Monday, August 24, 2020
Dear <<First Name>>,
Welcome to Wake Forest! We’re so excited that you’re here, and we can’t wait to watch you grow and flourish with us! As you head into your first week of classes, we hope you approach your courses with an open mind and an eagerness to explore broadly in the liberal arts. We understand this time of transition is full of opportunities, and we want to make sure you’re hearing from students who’ve been where you are and can reassure you about these first few weeks.
Each Monday of the academic year, you’ll receive a “Letter So Dear” from one of our upperclassmen or alumni submission writers who want to share their “Wake Forest” experience with you. These letters are meant to help you on your journey here, so sit back, and we hope you enjoy our first submission.
Today, our “Letters So Dear” series begins with a message from ‘20 alumni, Katherine Laws:
One of my favorite things in the world is a good story. Stories teach, build, unite, share, and move. And you, friend, have just begun a story of your own! What a blessing you have been given to be able to be here at Wake Forest. Has that quite sunk in yet for you? You get to write a story of your own at Wake, and, even more importantly, you get to take part in writing Wake Forest’s story.
As you write your own Wake Forest story, you might encounter a few challenges. Here are some tips and truths that I wish I would have learned sooner. I promise you that they will make your story just a little bit sweeter.
Pursue nourishing community. No matter what our modern world tries to tell you, you need others. I’d argue that you don’t improve when you are all alone. It is essential to have friends around you who love you and push you. This might not come all on its own. Perhaps my biggest piece of advice is to pursue community. Be vulnerable and spend time with others. Be intentional about choosing friends, even if it is a friendship that’s not convenient. It’s not too late! I made new, dear friends every semester of college.
Pursue unique experiences. You will find unique experiences everywhere at Wake Forest, whether it is a cool research trip, a quirky club, a life-changing conversation with an unexpected person, a friendship with a professor, or some other mystical experience that you can’t quite explain. Mother So Dear has so much to explore. There’s more mystery to her than you might think. Start looking for it.

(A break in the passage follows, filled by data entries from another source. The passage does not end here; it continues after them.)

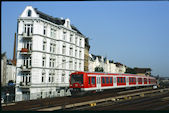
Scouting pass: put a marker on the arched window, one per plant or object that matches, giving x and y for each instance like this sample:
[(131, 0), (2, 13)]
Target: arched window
[(29, 12)]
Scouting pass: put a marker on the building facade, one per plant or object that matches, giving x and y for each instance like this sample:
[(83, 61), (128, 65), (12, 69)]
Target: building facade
[(107, 65), (10, 71), (3, 69), (86, 55), (48, 50)]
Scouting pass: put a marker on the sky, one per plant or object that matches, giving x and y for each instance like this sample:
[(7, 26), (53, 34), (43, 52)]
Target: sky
[(133, 33)]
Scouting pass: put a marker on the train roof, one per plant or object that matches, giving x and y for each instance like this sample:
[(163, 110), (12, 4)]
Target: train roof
[(109, 73)]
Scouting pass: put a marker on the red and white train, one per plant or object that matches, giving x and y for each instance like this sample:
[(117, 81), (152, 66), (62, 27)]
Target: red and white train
[(82, 82)]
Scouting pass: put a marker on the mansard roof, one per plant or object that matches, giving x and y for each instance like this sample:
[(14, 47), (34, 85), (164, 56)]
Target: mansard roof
[(55, 20)]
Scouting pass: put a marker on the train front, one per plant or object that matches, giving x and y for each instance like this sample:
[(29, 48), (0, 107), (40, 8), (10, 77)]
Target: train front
[(76, 83)]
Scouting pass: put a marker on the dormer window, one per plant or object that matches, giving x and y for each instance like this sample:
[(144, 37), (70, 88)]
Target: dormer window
[(29, 12)]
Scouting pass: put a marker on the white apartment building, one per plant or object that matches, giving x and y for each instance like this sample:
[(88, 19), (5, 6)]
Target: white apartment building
[(10, 73), (48, 50), (108, 66)]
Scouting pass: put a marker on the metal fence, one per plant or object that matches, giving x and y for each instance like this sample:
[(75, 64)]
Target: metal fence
[(32, 96)]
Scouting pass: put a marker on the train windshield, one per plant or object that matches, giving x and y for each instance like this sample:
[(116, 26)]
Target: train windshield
[(77, 78)]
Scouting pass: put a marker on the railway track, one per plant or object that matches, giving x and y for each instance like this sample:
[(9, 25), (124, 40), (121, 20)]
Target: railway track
[(157, 101), (63, 102)]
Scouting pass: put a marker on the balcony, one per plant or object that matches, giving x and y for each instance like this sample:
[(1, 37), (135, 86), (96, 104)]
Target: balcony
[(25, 68), (24, 85), (27, 35), (25, 51)]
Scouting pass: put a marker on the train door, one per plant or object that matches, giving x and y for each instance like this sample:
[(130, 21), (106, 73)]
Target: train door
[(98, 78)]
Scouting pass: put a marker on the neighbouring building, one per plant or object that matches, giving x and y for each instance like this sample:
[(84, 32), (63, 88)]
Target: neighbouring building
[(107, 65), (86, 55), (48, 50), (3, 69), (143, 71)]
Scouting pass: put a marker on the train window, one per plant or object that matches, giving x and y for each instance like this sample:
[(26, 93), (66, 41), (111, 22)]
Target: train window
[(110, 79), (93, 80), (121, 80), (78, 78), (114, 80), (103, 80), (107, 80), (89, 80)]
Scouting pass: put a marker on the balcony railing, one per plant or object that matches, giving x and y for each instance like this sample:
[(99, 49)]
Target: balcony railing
[(27, 35), (26, 68), (25, 51)]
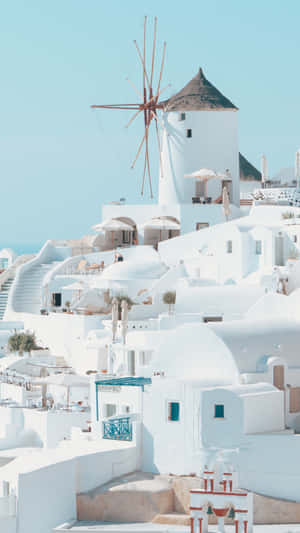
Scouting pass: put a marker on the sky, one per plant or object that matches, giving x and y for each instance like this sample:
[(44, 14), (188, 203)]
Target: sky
[(60, 160)]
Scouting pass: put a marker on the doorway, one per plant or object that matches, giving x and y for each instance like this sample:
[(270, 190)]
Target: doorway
[(278, 377)]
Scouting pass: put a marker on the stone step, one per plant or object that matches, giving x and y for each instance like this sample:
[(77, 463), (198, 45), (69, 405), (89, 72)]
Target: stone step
[(137, 497), (176, 519)]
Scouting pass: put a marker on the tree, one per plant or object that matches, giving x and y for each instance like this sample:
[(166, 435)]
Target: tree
[(22, 342), (119, 299), (15, 343), (169, 298), (28, 342)]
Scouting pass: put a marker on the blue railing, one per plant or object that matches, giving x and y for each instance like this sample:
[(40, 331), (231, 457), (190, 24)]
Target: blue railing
[(118, 429)]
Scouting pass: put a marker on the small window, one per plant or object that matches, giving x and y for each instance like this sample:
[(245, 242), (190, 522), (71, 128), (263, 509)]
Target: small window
[(126, 237), (258, 247), (207, 319), (229, 247), (219, 411), (173, 411), (110, 409), (145, 358), (201, 225)]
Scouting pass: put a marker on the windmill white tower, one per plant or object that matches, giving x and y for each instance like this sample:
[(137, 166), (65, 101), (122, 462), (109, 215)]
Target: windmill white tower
[(297, 168), (200, 131)]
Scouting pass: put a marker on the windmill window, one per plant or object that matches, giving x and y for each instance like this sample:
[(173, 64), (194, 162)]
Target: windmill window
[(126, 237), (229, 247), (219, 411), (201, 225), (258, 247), (56, 299), (145, 358), (173, 411)]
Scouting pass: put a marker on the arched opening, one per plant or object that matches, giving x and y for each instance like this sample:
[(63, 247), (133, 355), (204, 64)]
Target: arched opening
[(160, 229)]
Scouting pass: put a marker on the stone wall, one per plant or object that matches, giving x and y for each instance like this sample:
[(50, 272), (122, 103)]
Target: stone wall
[(140, 497)]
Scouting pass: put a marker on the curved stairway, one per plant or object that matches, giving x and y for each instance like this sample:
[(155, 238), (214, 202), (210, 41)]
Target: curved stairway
[(4, 296), (28, 294)]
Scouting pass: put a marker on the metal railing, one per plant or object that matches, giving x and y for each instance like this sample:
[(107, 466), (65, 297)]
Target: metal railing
[(118, 429)]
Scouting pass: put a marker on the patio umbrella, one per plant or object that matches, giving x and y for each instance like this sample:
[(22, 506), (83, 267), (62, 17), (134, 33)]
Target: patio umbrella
[(204, 174), (124, 318), (226, 203), (114, 317), (77, 286), (65, 380)]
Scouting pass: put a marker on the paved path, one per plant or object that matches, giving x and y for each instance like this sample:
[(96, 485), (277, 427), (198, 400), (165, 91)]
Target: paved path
[(149, 527)]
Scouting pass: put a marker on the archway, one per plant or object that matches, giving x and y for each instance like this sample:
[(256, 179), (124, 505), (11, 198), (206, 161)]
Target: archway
[(160, 229)]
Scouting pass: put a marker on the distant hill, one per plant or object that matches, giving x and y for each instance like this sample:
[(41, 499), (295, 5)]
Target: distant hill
[(247, 171)]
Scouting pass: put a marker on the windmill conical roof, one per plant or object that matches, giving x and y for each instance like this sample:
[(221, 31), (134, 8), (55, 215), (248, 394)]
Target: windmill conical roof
[(199, 94)]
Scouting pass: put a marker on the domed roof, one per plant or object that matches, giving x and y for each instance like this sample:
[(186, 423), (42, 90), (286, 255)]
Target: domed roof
[(194, 352), (199, 95), (127, 270)]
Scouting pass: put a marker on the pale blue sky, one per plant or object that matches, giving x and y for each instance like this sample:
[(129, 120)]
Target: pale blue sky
[(59, 161)]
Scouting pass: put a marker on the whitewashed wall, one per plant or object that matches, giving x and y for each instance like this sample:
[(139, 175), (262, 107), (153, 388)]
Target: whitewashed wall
[(213, 145)]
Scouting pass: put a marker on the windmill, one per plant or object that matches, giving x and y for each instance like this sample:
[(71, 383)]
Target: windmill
[(149, 104)]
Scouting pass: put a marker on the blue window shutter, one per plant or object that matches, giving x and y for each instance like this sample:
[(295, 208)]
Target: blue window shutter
[(219, 411), (174, 411)]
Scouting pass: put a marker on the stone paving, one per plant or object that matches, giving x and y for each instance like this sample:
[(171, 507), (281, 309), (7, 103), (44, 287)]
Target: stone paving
[(148, 527)]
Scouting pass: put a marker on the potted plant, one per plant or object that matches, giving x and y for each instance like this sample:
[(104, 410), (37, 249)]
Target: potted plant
[(169, 298)]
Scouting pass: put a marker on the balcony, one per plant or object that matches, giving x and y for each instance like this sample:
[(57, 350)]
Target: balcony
[(118, 429), (201, 200)]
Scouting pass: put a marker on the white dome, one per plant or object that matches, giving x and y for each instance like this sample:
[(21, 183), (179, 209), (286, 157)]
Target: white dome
[(194, 352), (128, 270)]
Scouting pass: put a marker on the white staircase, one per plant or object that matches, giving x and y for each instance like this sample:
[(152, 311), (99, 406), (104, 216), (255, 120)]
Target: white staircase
[(4, 296), (28, 292)]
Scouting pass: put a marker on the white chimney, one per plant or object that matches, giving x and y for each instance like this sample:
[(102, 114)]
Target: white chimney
[(264, 168), (297, 168)]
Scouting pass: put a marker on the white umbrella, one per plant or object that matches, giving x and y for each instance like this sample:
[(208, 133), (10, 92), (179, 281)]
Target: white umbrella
[(114, 317), (202, 173), (76, 286), (65, 380), (226, 203), (124, 318)]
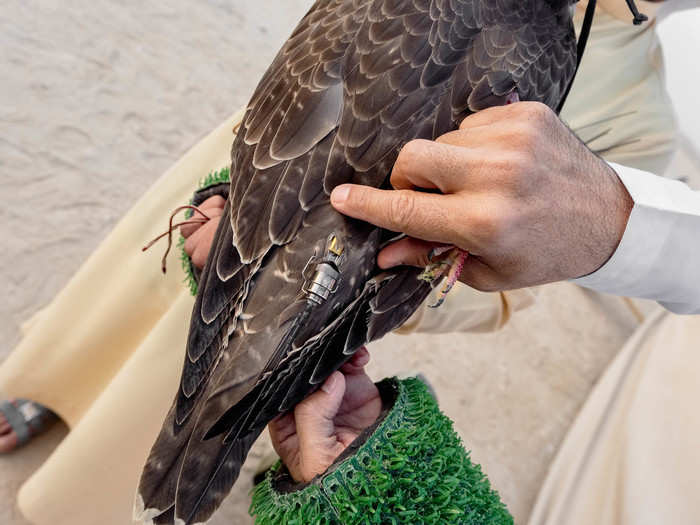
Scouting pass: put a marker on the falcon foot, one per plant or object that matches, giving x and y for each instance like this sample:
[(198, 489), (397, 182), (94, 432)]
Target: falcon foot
[(450, 266)]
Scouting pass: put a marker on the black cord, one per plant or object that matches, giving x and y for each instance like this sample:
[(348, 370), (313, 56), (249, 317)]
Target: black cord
[(580, 48)]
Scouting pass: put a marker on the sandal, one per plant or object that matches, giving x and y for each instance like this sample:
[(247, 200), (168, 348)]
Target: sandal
[(26, 419)]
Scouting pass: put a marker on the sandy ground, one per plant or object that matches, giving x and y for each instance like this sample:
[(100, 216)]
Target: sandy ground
[(97, 99)]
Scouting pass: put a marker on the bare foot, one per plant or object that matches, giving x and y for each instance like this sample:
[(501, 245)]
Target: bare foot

Become rooted in this place and its people. It’s easy to think that your friendships and experiences here are just temporary, and that it’s not worth getting involved or invested. That it’s not worth the emotional energy, the time, the stress. This could not be further from the truth. Your actions, words, and presence at Wake Forest and in Winston-Salem have real and lasting effects. And this place will most certainly have an effect on you. Befriend more than just your peers. Grow close to professors, administration, custodial staff, food service staff, and local families in town. There are so many opportunities to cultivate these relationships, whether it is getting involved in a service club, finding locals with the same faith or beliefs, using other people in town as the focus of your project or assignment for a class, or becoming a regular at a coffee shop or restaurant downtown. If you invest in them, these relationships will be some of the most rewarding of your time in college.
Love Wake Forest despite her imperfections. This is my favorite one. My college experience was transformed when I understood this: that you can, and, in fact, should, love a place even if you discover that it isn’t perfect. One of my favorite quotations in the world I learned in my sophomore year Philosophy class. G.K. Chesterton says this: “Men did not love Rome because she was great. She was great because they had loved her.” Wake Forest is so wonderful. But, as you get deeper in your involvement at Wake, I suspect that you’ll find out, if you haven’t already, that it is a broken place made up of broken people. And that is okay. It’s possible to know a place well, imperfections and all, and love it anyway. As Chesterton reminds us, any good place only got that way because it was loved, deeply and dearly.
And that’s why your story is important. Wake Forest needs you. It is not always easy to give freely your time, energy, and love to your organizations, your classes, and, most importantly, the people surrounding you—your peers, teachers, administrators, and staff. I’ll be the first to tell you that this work is only possible when balanced with rest and sleep. But know that your labors are not in vain! The continual nurturing and loving of Wake Forest are the only way to make her even better—better at serving, better at including, better at conversing, and better at fighting for humanity. And to think—you get to be a part of writing that story, one word at a time.